Hey! here is an update on what I have achieved so far.

What did you do this week?

  • Protego now passes all tests borrowed from reppy, rep-cpp and robotexclusionrulesparser.
  • Made few changes to Protego to make it compatible with google's parser.
  • Worked on changes suggest on the interface pull request.
  • Wrote code to fetch robots.txt files from top 1000 websites, and generate statistics we need. ( link )
  • Looked at the code of Google's robots.txt parser for the purpose of creating a python interface on top of it.
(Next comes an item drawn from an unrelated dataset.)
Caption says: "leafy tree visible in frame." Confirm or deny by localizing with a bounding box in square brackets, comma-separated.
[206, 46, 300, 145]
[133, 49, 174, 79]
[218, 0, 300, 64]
I might need to modify its code as currently it parses the robots.txt file for answering every query. (Working on anything in C++ that uses pointers or STL heavily makes me feel uncomfortable).

What is coming up next?

  • Modify protego to make it behave similar to Google's parser (will need to add few more features like record group merging), and add more tests.
  • Document Protego.
  • Benchmarking Protego's performance.
  • I would need to read how to call C/C++ code from python, for creating an interface on top Google's parser. I am currently thinking of using Cython.
  • Would work on blog posts (planning to write 3 blog posts within this week).

Did you get stuck anywhere?

No, I got to work with some data science tools like jupyter notebook & pandas.